PyData London 2023

Steve Goodman

Steve has 20 years experience in data analytics and data science, mostly in the fields of marketing, consulting and financial services. He is currently a Data Science Lead at Tide, a financial services platform based in London. He holds a PhD in Applied Statistics and a MBA.

The speaker's profile picture


From correlations to causality in machine learning– a gentle guide to causal inference
Steve Goodman

Today most conventional ML systems look to exploit correlations in data in order to draw inferences. However as we learned back in school Statistics class, correlation is not causation. So when you need to know the ‘why’ behind a particular prediction, or why A outperforms B in an experiment, then relying on correlations is insufficient. Furthermore some ML models are build purely for explainability and insight purposes rather than predictions, in order to understand how the world works so we could potentially make some kind of policy change, e.g. What if we had chosen a different strategy or tactic – would the outcome have been different, and if so, by how much? To answer these kinds of questions, you need to delve into the world of causality.

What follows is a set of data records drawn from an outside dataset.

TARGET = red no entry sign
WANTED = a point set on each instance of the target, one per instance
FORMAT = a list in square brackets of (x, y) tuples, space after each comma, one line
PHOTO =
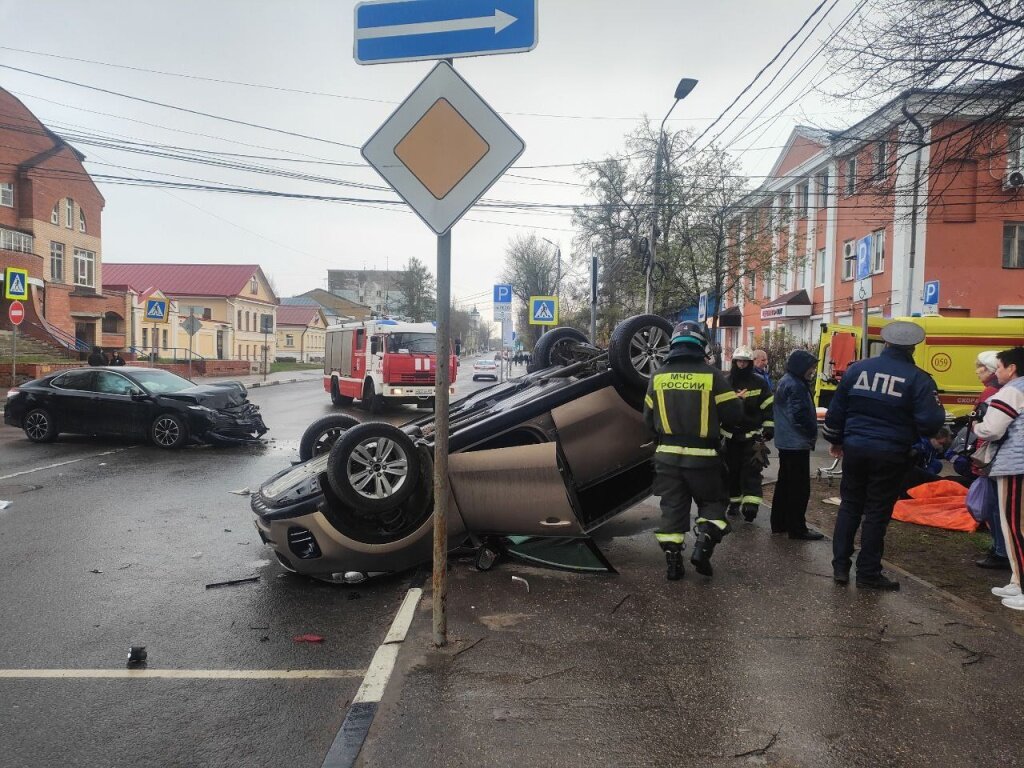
[(16, 312)]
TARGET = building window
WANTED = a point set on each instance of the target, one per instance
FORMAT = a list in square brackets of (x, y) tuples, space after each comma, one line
[(879, 251), (56, 262), (879, 172), (85, 267), (12, 241), (1013, 246), (849, 258)]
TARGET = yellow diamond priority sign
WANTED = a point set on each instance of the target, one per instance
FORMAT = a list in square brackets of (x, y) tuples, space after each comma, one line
[(442, 148)]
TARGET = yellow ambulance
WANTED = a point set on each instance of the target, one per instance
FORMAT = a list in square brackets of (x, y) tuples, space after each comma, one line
[(948, 353)]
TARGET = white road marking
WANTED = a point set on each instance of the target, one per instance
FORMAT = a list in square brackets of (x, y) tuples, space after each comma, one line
[(59, 464), (382, 665), (182, 674)]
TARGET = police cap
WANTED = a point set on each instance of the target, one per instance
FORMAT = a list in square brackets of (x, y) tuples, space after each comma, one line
[(902, 334)]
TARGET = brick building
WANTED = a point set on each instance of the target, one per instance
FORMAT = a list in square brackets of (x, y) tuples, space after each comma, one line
[(50, 213), (943, 205)]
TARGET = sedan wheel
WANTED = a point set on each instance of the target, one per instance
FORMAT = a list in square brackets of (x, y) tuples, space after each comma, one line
[(39, 426), (168, 431), (374, 467)]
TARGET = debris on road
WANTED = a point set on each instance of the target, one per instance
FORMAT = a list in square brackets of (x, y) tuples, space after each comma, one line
[(232, 582)]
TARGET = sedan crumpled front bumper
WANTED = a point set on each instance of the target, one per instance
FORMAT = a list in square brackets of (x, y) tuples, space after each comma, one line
[(236, 424)]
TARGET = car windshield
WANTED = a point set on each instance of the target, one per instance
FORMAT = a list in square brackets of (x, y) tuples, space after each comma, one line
[(406, 342), (161, 382)]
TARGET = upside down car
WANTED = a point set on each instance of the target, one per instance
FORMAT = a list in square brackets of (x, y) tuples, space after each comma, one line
[(553, 454)]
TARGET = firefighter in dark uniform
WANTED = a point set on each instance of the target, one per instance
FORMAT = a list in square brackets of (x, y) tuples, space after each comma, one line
[(881, 408), (686, 402), (740, 458)]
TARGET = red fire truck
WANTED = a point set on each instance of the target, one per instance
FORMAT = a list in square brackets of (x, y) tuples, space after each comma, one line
[(380, 361)]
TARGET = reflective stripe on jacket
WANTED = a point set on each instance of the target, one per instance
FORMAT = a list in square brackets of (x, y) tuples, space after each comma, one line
[(687, 403)]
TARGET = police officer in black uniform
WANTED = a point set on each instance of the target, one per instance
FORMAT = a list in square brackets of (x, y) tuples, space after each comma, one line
[(882, 406), (686, 402)]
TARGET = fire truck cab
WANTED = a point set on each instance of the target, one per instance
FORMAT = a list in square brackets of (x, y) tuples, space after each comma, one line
[(380, 361)]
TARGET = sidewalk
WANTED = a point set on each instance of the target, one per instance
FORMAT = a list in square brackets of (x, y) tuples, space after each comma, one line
[(767, 664)]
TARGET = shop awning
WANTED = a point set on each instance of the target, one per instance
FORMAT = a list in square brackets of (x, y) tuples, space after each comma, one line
[(793, 304)]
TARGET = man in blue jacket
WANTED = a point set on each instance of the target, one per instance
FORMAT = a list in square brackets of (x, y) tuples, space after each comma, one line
[(882, 406)]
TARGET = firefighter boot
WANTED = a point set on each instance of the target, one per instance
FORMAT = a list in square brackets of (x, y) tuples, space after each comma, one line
[(674, 561), (708, 537)]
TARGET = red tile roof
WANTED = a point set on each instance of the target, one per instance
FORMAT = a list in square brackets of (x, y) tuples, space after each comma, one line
[(183, 280), (292, 314)]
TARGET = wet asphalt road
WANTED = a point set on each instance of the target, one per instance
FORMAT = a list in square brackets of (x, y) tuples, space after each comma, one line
[(159, 525)]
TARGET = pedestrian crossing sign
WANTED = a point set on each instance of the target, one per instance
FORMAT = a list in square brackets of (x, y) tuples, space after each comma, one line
[(15, 285), (544, 310)]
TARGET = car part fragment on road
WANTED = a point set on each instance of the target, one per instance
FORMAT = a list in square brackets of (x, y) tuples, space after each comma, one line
[(232, 582)]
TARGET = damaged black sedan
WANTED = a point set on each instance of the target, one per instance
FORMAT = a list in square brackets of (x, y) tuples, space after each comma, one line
[(136, 402)]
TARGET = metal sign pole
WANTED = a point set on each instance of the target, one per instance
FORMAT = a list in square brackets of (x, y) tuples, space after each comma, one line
[(439, 579)]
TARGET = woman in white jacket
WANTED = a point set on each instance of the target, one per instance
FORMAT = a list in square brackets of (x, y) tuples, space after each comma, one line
[(1003, 423)]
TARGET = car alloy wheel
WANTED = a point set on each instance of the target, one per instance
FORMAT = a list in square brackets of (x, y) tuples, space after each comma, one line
[(168, 431), (374, 467), (38, 426)]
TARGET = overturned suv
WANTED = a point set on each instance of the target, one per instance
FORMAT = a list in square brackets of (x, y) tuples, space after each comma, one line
[(555, 453)]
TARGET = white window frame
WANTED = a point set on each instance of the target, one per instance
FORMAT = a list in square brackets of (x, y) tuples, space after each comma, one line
[(849, 265), (56, 258), (84, 268), (878, 251), (1013, 258)]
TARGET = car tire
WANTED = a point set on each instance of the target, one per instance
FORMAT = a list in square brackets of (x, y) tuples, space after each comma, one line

This talk is a gentle (and occasionally entertaining) introduction to the interdisciplinary field of causality and how it is starting to impact machine learning. You will learn what kinds of questions causal inference can answer, and how it can address some of the limitations of current explainable ML methods, under certain conditions. I draw upon use-cases drawn from financial services and marketing, and I will show a short practical example of how combining human domain knowledge (intuitively via Graphical Causal Models) along with your data can sometimes unlock insights not recoverable by purely data driven approaches.